Posted by Jonathan Allen on Jun 12, 2007 12:49 PM

Community
.NET,
Java
Topics
Data Access ,
Java plus .NET Integration
Tags
OpenXML ,
Standardization

Working with Office Automation from Java or .NET is often a frustrating endeavor. In addition to the problems that Java and C# have with the late binding and optional parameters so heavily used by the COM object model, there is the insistent need to release COM objects. Miss a single one and the associated Office process won't shut down until some indeterminate point in the future. And most people recommend not even trying to use it from a service or website.

With the new OpenXML format, there is the promise of an clean and efficient way to manipulate Office documents via XML. But with a 6000+ page spec, finding the exact nodes one needs to manipulate is a non-trivial task.

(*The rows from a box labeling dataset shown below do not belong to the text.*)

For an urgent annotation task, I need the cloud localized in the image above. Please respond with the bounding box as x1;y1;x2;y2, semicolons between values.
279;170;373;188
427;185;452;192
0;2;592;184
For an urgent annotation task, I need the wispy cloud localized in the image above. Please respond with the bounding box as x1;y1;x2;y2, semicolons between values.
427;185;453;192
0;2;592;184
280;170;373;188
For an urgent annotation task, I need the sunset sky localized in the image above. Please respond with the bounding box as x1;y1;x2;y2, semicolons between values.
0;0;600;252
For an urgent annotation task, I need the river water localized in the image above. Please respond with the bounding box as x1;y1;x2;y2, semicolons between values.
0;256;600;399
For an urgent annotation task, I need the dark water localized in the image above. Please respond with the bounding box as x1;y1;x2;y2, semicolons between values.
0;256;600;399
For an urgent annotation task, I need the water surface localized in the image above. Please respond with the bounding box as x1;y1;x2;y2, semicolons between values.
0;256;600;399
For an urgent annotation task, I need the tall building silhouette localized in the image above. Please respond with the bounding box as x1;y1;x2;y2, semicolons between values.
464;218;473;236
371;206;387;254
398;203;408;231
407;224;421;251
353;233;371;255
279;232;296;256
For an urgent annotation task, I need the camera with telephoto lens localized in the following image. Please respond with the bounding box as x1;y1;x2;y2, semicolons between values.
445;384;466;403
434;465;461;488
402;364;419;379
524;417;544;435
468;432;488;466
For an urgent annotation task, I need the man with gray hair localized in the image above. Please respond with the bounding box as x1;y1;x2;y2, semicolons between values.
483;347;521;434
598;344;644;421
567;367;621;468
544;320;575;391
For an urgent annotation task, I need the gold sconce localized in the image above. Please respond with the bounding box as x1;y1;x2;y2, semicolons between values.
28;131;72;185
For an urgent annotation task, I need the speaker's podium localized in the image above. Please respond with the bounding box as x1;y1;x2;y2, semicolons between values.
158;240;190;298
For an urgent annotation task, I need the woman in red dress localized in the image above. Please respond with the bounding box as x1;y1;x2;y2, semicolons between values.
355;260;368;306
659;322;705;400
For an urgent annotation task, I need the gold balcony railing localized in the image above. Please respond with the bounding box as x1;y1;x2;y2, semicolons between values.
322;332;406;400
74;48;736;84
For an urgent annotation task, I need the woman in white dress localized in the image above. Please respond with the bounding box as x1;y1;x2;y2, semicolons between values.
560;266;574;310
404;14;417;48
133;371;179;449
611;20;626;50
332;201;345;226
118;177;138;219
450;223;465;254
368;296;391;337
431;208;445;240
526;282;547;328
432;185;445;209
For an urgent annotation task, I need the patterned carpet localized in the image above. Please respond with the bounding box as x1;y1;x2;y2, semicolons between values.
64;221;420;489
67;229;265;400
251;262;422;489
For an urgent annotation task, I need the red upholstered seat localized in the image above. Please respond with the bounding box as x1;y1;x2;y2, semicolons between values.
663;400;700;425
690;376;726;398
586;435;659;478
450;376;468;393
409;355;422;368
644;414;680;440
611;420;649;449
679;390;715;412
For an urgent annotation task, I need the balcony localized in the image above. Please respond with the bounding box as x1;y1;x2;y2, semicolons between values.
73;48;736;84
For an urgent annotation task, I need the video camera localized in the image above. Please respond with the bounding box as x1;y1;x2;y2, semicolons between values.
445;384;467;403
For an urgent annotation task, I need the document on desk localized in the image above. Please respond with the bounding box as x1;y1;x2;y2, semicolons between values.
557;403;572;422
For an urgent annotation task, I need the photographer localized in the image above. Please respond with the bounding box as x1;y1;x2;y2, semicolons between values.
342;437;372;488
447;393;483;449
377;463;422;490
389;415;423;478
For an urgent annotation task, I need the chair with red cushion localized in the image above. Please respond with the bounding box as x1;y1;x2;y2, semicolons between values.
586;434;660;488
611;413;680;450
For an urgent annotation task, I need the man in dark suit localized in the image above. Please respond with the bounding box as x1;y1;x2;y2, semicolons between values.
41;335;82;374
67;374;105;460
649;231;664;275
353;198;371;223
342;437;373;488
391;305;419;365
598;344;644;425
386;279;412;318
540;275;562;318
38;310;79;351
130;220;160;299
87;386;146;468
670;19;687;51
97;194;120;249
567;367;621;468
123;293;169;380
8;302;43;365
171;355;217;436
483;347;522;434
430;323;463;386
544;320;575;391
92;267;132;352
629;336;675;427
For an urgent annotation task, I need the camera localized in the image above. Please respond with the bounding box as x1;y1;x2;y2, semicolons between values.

This is where SDKs and libraries come in. Java open source developers were the first to announce development plans with OpenXML4J.

This is the real started point now and we really hope to move on an alpha version early in July, and then a beta in August. We're still looking for skilled contributors and some help to give us - the community - a hand to spread this news around the web!

Their website includes a well defined roadmap and overall feels more like a well funded commercial project than an open source offering in its initial stages. If the resulting code is as good as the web site, Java developers are in for a real treat.

On the Microsoft side, we find an preview release of the Microsoft SDK for Open XML Formats. Microsoft has a head start over the Java project in that .NET framework already implements some of the very low level code needed to support the format.

The class library for the SDK is already online. Though much of it is still subject to change, the documentation is already approaching what one would expect from a Microsoft offering.